= Australians for Native Title and Reconciliation =

Australian organisation which advocates for Indigenous rights

ANTAR (formerly Australians for Native Title and Reconciliation) is an independent, national non-government, not-for-profit, community-based organisation founded in 1997 which advocates for the rights of Aboriginal and Torres Strait Islander people in Australia and aims to help overcome inequality and disadvantage. Its staff and membership comprise mainly non-Indigenous people who support Indigenous voices and interests. Since 2023, ANTAR has had a majority First Nations board of directors.

==History==
ANTaR was founded in 1997. with co-founder Phil Glendinning remaining National President of the organisation for 10 years.

ANTaR was a key supporter and leader in the movement for reconciliation in Australia, which was rooted in the recognition that Indigenous Australians were not being fairly treated in Australia. During the development of the Native Title Act 1993, a number of non-Indigenous organisations and individuals developed a coalition to support Indigenous interests in negotiations about the Act. Following the election of the Howard government, in early 1997 the National Indigenous Working Group on Native Title (NIWG), which consisted of representatives of Aboriginal land councils and equivalent organisations across Australia, called on NGOs around the nation to gauge the level of non-Indigenous support for Australian native title rights. The ANTaR coalition grew out of this.

Somewhat differently to most other such movements, ANTaR has not sought to speak for Indigenous Australians; rather, it aims to support Indigenous voices and interests, seeking direction from Indigenous peoples on issues such as policy and legislation that affects them. When the Howard government was introducing amendments to the Native Title Act, NIWG provided the national view and ANTaR helped to coordinate a response to the amendments. In 1997 and 1998, native title rights became the focus of a national campaign by ANTaR, with a central project called the Sea of Hands. This was a visual display, with an accompanying statement for which citizens' signatures were collected. The focus shifted after Howard's 1998 amendments to the Act, and the Sea of Hands became recognised as a symbol for reconciliation.

In 2014 Andrew Meehan was appointed as national director of ANTaR. In 2017 he said that ANTaR's main priorities were: Aboriginal and Torres Strait Islander health equality, particularly through the Close the Gap campaign; the high levels of incarceration; addressing family violence ("Change the Record" campaign); racism; federal funding for services and programs; proper engagement by government with First Peoples (through the Redfern Statement group); and educating the broader community about reconciliation, through ANTaR's "Sea of Hands" program. Meehan was no longer director as of February 2019.

From January 2019, ANTaR took over the running of the National Close the Gap Day (NCTGD), after Oxfam Australia had run the event on behalf of the CTG coalition for the previous 10 years. Most of the March 2020 NCTGD public events were cancelled owing to the COVID-19 pandemic in Australia, but ANTaR co-hosted the launch of the 2019 Close the Gap report – Our Choices, Our Voices, prepared by the Lowitja Institute, at a community event at Tharawal Aboriginal Corporation in Sydney. June Oscar , Aboriginal and Torres Strait Islander Social Justice Commissioner and Rod Little, Co-Chair of the National Congress of Australia's First Peoples, addressed attendees.

With the 2020 upsurge in Black Lives Matter issues and rallies, including rallies across the country in early June, ANTaR was cited by GQ magazine as one of 12 organisations across the country to donate to, to aid the cause of Indigenous justice.

In 2022, after more than 25 years advocating for First Nations rights and justice, Australians for Native Title and Reconciliation rebranded as ANTAR to reflect its broader mission.

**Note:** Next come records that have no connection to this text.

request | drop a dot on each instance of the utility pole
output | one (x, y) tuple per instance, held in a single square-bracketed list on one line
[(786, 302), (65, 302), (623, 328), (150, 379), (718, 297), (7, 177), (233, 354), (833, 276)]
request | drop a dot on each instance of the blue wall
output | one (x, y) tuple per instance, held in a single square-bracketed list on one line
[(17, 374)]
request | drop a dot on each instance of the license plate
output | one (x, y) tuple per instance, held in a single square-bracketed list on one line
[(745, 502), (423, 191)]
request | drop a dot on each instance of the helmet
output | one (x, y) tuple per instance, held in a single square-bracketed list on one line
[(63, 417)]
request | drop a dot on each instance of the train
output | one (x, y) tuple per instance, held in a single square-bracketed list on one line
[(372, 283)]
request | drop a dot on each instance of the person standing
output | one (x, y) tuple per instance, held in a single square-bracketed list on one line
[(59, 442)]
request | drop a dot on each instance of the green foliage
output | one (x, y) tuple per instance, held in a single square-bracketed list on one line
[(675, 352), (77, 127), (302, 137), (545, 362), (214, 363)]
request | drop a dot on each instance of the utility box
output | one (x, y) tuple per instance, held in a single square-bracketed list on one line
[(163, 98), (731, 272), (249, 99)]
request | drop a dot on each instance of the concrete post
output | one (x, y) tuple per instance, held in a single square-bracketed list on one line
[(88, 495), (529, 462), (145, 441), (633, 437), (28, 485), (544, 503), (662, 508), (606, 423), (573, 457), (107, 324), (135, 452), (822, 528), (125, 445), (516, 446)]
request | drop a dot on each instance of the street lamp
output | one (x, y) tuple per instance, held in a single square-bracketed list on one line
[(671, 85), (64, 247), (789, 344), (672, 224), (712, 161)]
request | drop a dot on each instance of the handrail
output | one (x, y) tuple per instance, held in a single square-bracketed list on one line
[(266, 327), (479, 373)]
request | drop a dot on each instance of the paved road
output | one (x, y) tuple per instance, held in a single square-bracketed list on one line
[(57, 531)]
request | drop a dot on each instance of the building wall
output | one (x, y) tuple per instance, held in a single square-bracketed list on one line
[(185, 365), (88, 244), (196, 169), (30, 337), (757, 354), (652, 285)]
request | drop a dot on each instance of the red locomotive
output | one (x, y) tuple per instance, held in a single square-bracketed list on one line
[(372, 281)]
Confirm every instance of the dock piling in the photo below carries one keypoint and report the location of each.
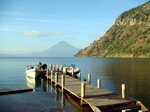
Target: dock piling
(51, 75)
(127, 110)
(83, 84)
(51, 67)
(89, 78)
(63, 82)
(47, 72)
(64, 70)
(56, 78)
(72, 73)
(143, 111)
(79, 76)
(123, 91)
(98, 83)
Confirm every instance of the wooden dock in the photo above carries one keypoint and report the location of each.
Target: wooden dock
(100, 100)
(14, 91)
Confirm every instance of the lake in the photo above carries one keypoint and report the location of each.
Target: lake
(113, 72)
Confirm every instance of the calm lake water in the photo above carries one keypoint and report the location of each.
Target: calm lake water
(135, 73)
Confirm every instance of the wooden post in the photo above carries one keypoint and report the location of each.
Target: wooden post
(98, 83)
(89, 78)
(55, 67)
(56, 79)
(127, 110)
(51, 67)
(51, 75)
(123, 91)
(72, 73)
(143, 111)
(63, 82)
(47, 72)
(61, 69)
(64, 70)
(83, 84)
(79, 76)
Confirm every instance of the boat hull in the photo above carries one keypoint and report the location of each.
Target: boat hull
(33, 73)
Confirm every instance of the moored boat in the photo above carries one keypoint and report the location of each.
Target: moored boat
(72, 69)
(35, 71)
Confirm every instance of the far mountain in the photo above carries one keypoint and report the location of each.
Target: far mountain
(61, 49)
(128, 37)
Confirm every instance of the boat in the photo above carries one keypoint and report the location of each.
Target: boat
(33, 82)
(72, 68)
(35, 71)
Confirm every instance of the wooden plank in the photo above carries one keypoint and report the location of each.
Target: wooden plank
(12, 91)
(95, 97)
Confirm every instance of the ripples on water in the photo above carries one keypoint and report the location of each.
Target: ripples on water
(135, 73)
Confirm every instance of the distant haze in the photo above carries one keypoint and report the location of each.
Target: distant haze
(61, 49)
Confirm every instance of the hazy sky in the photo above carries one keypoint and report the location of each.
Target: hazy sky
(36, 25)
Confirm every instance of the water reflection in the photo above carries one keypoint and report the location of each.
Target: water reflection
(135, 73)
(33, 82)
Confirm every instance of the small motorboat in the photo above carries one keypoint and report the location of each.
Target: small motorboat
(72, 68)
(35, 71)
(33, 82)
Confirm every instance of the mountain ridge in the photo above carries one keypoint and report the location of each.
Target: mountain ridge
(128, 37)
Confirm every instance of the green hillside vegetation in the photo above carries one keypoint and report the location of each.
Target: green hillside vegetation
(128, 37)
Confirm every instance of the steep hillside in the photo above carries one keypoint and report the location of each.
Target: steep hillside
(128, 37)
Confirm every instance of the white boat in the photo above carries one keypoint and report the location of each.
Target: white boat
(35, 71)
(72, 68)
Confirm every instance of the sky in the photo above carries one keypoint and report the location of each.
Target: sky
(36, 25)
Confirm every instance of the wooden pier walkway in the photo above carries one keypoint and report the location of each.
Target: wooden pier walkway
(100, 100)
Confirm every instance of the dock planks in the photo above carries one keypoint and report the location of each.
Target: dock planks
(97, 98)
(13, 91)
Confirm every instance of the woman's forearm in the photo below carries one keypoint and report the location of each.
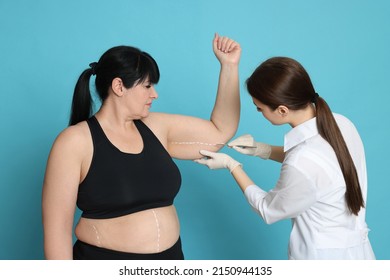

At the 2023 Annual General Meeting, ANTAR’s Board became majority First Nations for the first time.

==Description==
ANTAR is a national network of private individuals, both Indigenous and non-Indigenous, and other organisations, and engages in public campaigns, lobbying and various other forms of advocacy. It has relationships with Aboriginal and Torres Strait Islander leadership who provide feedback and direction. It conducts campaigns on a national as well as grassroots level, with local ANTaR groups. It operates from its headquarters in Surry Hills, New South Wales**.

The organisation's 2020 financial statement showed that about 91% of its total gross income was derived from donations and bequests.

==Governance==
As of October 2021, Paul Wright was the National Director, and Dr Peter Lewis was chair of the board of eight members.

In March 2024, Blake Alan Cansdale, a proud Anaiwan man, succeeded Paul Wright as National Director, becoming ANTAR’s first Aboriginal National Director.

In November 2024, Des Rogers, a Pertame man, was elected President, replacing Dr Peter Lewis and becoming the organisation’s first Indigenous President.